Anthropomorphism isn’t such a sin; it is a reflection of a deep desire to connect with wildlife and to better understand the world of non-human life. We all do it, I bet even the most rigorous scientist will see a reflection of themselves in the wild world around them. I do. Spend any time watching Curlews on their breeding grounds and you can’t help but be moved by their lives and how similar they seem to be to us. They form partnerships, defend their own, and fight with difficult neighbours; they work hard to raise and protect their families and appear to show a range of behaviours that, on the surface, are similar to our own.
I had the privilege of filming them in the Yorkshire Dales recently with renowned wildlife cameraman, John Aitchison. We watched them flying over limestone crags and becks, their calls rolling across the famous green hills. We hid behind a stone wall and spent hours filming a pair that had settled into a meadow. The sun shone, the air was filled with singing birds, and for a while the world seemed right.
John Aitchison at work filming Curlews in the Yorkshire Dales
What struck me was just how busy they are. Curlews have complex pre-breeding rituals involving running, chasing, displaying on the ground and in the air and they are vigorous in defence of their territory.
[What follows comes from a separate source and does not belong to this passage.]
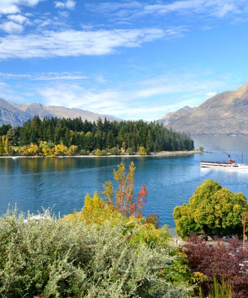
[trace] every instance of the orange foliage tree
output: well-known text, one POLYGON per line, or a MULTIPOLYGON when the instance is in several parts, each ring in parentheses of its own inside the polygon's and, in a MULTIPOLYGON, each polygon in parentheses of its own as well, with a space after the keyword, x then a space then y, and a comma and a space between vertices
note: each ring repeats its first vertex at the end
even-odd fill
POLYGON ((146 203, 145 198, 147 197, 147 191, 145 185, 141 185, 140 190, 136 196, 134 195, 134 171, 135 167, 132 161, 129 166, 129 172, 126 173, 125 167, 121 162, 118 169, 114 169, 114 178, 118 186, 114 191, 114 187, 111 181, 103 184, 104 191, 107 204, 112 206, 113 197, 115 194, 115 205, 119 212, 126 217, 132 216, 136 218, 143 216, 143 208, 146 203))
The male creates a number of scrapes for the female to inspect by squatting down in the grass and swirling around. He then calls and coaxes her to have a look at his hard work, staying by her side to see the reaction. At one scrape the male stayed still with his bill in the middle of the scrape while the female stood by his side, almost touching. She then threw back her head and let out a long, soulful call which was utterly beautiful. At other times, the female follows the male around, occasionally running at him with her head low. On one occasion she took hold of his leg and wouldn’t let go! They both fly and sing, swooping on currents of air before fluttering back to earth on stiff wings. We watched them fend off a challenging neighbour who seemed to taunt them from just over the wall, and then launch themselves into the air at the sight of a Raven calling loudly. After a while, they were calm and peaceful and simply pottered around feeding and resting. All that was a few days ago, I reckon now they will be on eggs.
Curlews share incubation for four to five weeks, swapping duties and keeping in touch with a range of calls. Their long bill tenderly moves the eggs around and they often stand up to inspect the nest. Much of the intimate nest behaviour comes from the wonderful ‘Curlew Cam’ set up each year by the Shropshire-based Curlew project, Curlew Country. Danger is everywhere, and Curlews work as a pair to spot threats from the ground and the air. If all goes well and they do hatch chicks, they will assiduously and tirelessly guard them for weeks with what seems to be tenderness and courage.
How horrible, then, to know that this field was mown early in the summer every year for silage. The nest or chicks didn’t survive the blades. Each and every year all their efforts came to zero.
The land has now been purchased by someone else who wants to manage it for nature and negotiations are underway. For the first time, the mower will stay away from this field and the birds will have a chance. Worryingly, though, a pair of Carrion Crows have a nest right by the field and the whole time we were there they flew around or sat on the walls, watching. They will know when the eggs appear and I wonder how long they will last. The mower won’t get them this year, but local predators might.
Spending time with nature is both life-enhancing and grounding. It is a potpourri of sweet and bitter experiences. The complexities of the problems Curlews face become transparent very quickly, and their future seems to hang by a thread spun by us. Our landscapes are not natural, they are all shaped by our activities to some degree, and the birds simply try to survive in the hostile land we have created. I hope this pair does manage to raise a family, the first for many, many years. If they do, it will be against the odds. Like any good drama, we enter into the story by empathising with the characters, but in this case, I am not sure if the ending will be good or yet another year of dashed hopes. I will let you know.